Category Theory as a creature of its time in the mid-twentieth century was developed within the framework of axiomatic set theory. The majority of most standard texts on the subject of Category Theory concentrate on the category of sets. This may well be the main interest for pure mathematicians but the power of Category Theory for applied mathematics extends well beyond the bounds of set theory to problems of the real world that set theory can only model partially or very inadequately. Database theory is an example where even a very pure implementation of set theory in terms of Codd's Relational Model cannot do justice to real world applications of any complexity [Heather & Rossiter 2007]. For reliability and consistency formal representations of natural phenomena need compositional closure, which the work of Gödel has shown cannot be guaranteed in set theory. Many current scientific problems require higher order solutions where reliance on first order models can be not only misleading but possibly dangerous.
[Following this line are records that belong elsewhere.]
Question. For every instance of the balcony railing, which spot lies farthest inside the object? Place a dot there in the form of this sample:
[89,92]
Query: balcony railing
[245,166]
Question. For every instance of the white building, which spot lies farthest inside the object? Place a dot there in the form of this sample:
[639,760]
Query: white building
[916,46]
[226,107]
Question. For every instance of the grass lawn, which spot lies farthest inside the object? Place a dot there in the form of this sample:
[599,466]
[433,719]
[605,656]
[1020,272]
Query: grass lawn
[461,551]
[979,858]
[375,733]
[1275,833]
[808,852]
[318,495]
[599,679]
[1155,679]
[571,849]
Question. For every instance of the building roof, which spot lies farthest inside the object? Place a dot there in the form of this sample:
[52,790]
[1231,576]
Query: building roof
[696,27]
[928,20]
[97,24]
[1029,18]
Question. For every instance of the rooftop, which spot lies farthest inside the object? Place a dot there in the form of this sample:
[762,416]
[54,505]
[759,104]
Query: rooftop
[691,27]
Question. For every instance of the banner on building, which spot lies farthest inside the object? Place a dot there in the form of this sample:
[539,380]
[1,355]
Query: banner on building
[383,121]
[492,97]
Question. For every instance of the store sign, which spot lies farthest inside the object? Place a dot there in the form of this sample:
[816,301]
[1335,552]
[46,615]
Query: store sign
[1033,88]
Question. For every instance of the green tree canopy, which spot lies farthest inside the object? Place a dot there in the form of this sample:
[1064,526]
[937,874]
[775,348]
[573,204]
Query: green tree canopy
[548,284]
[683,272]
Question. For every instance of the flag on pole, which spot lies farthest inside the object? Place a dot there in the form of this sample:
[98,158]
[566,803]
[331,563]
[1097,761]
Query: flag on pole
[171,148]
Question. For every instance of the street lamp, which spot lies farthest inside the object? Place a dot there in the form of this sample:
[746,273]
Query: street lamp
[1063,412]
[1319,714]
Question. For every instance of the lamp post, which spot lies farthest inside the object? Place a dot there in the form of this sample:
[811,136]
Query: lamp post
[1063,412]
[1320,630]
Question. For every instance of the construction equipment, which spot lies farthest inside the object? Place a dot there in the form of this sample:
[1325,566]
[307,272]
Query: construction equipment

Whitehead and Russell who had such an influence in
establishing the prominence of set theory by publishing *Principia Mathematica *both moved on to categorial
way of thinking. Russell produced his advanced type theory and Whitehead his
philosophy of *process*.
Unfortunately both were too early to see the fulfilment of their work in
formal categories. Russell's types only had the tools of set theory and could
never rise above it: Whitehead's *process *however can be elegantly and
(it is possible) exhaustively captured by the *arrow *of category theory
[Heather & Rossiter 2006] but this is still yet to be fully exploited. As
the fundamental nature of *process *is open and dynamic it requires large cartesian closed categories and corresponds to Topos Theory
without the usual additional assumption of the category of natural number
objects.

Consequently applied categories might be considered under the following heads:

1.
__Categorification__

This method reworks an existing or potential set theoretic model to present it in the language of the category of sets. This can only be cosmetic as there will still be the limitations of axiomatic or possibly naïve set theory. There may be advantages of style that can give better insight than the corresponding set theory model from which it is derived. However any advantage may be illusory. If there is no added value it is often easier just to use set theory in these cases;

2.
__N-categories__

The interest in pure Category Theory is currently in higher order categories but as sets and number are comparable the same qualifications operate as for categorification;

3.
__The Category Theory of Models__

By the use of adjunctions in large categories it is possible to classify any first order model, whether constructed using sets or the category of sets, according to its power of modelling higher order natural phenomena in respect of the creativity of the model (the unit of adjointness) or its quality (co-unit of adjointness).

4.
__Applied Topos Theory__

Whitehead's interpretation of the World as *process*
gives an experimental result for the meaning of the categorial
arrow to replace the mathematical axioms of the category of sets. The Universe
is also experimentally found to have the properties of limits and exponentials
which define a topos. Applied Topos Theory does not
therefore derive from mathematics but from physics.

References:

Heather, Michael, & Rossiter, Nick, Process Category Theory, Salzburg International Whitehead Conference, University of Salzburg 3-6 July (2006).

Heather, Michael, Livingstone, David, & Rossiter, Nick, Higher Order Logic and Interoperability in Global Enterprise, AREIN, I-ESA, Madeira, 26-30 March 12pp (2007).